The change was presented as a staff decision to address what officials described as an urgent operational need. The chief said the town originally ordered a vehicle that never arrived after contract delays and that relying on county resources has imposed response delays. "We ordered 1, and a 4 year delay to replace," the chief said, and reported the town had been repeatedly bumped by vendors filling large federal contracts. "So we're gonna cancel with LENCO and we're gonna go with Sentinel," the chief said.

Board members cited the Langtree shooting, where officers were fired on and one officer was hospitalized, as part of the rationale for acquiring a purpose‑built vehicle to increase officer safety and reduce reliance on improvised solutions such as staging a fire truck.
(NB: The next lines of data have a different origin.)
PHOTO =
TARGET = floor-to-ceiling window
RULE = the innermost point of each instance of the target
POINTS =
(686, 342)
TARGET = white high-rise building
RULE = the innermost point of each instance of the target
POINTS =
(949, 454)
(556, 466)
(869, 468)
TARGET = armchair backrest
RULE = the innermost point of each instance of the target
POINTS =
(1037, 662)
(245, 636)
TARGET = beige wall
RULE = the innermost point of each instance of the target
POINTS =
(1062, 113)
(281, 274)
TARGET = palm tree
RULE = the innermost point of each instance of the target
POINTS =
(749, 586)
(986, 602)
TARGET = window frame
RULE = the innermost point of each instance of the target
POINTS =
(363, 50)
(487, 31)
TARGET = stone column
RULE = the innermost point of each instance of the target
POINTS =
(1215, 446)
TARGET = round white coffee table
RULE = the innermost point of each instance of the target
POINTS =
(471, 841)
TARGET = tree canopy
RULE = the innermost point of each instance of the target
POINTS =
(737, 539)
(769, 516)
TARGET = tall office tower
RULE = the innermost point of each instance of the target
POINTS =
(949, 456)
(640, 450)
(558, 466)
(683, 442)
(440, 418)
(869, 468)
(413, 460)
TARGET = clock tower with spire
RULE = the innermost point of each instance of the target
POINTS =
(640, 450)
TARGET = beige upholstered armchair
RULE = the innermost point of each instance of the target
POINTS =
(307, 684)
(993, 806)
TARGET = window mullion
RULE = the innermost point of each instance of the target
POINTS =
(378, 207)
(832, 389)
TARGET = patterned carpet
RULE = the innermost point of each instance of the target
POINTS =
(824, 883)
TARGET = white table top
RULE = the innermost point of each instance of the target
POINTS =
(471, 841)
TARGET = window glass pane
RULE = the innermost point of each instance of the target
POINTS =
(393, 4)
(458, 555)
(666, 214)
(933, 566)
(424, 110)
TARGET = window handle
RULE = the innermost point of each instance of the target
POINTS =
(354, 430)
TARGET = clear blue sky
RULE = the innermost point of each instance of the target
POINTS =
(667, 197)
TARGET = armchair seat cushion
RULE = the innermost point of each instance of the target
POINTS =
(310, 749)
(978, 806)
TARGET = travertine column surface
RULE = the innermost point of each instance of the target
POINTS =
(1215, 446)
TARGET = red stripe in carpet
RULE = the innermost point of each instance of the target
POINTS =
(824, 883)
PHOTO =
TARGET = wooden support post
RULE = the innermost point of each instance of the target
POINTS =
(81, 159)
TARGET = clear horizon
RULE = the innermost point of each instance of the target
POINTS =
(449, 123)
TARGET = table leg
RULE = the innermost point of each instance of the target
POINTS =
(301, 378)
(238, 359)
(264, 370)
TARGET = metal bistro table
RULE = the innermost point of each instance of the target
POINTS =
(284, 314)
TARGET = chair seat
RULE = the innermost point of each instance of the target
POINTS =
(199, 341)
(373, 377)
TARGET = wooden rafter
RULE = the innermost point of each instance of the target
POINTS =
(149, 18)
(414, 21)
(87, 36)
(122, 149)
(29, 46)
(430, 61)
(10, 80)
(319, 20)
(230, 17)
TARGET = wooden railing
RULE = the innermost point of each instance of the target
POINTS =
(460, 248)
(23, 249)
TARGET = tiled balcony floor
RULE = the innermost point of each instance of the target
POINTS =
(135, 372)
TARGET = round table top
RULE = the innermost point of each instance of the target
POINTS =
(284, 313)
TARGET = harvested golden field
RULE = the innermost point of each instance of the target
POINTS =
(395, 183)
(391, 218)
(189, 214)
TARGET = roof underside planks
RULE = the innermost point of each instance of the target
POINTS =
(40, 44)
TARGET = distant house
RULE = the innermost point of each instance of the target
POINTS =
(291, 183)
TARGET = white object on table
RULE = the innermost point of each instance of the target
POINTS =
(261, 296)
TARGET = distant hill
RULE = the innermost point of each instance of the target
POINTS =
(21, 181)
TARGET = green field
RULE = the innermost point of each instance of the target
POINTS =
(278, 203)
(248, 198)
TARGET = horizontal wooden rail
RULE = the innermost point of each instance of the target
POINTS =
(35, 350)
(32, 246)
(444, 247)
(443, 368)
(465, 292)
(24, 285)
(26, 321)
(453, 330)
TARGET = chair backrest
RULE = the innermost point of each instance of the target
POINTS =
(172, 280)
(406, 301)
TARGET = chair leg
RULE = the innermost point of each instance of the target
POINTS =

The mayor said the vehicle would be a regional asset the town could share with nearby jurisdictions.

When commissioners asked whether the new vendor could meet delivery expectations, staff pointed to other North Carolina towns already using the company's vehicles. "Statesville, Cornelius has 1 from this company... theyare mass producing these," a staff member said, adding that the vendor told the town that once the contract is signed the unit typically arrives within roughly 30 to 120 days.

The discussion did not record a formal board vote to allocate funds or award a contract; officials described the action as canceling the prior engagement with LENCO and proceeding with an alternative provider. The chief said the vehicle is a high‑value asset and emphasized the need to balance cost with officer safety; the transcript referenced a $1,520,000 cost for a comparable fire apparatus used as context for why a purpose‑built vehicle is preferable.

Next steps: staff said they will proceed with procurement steps and negotiate terms with the alternate vendor. No formal contract award or appropriation vote was recorded in the open session.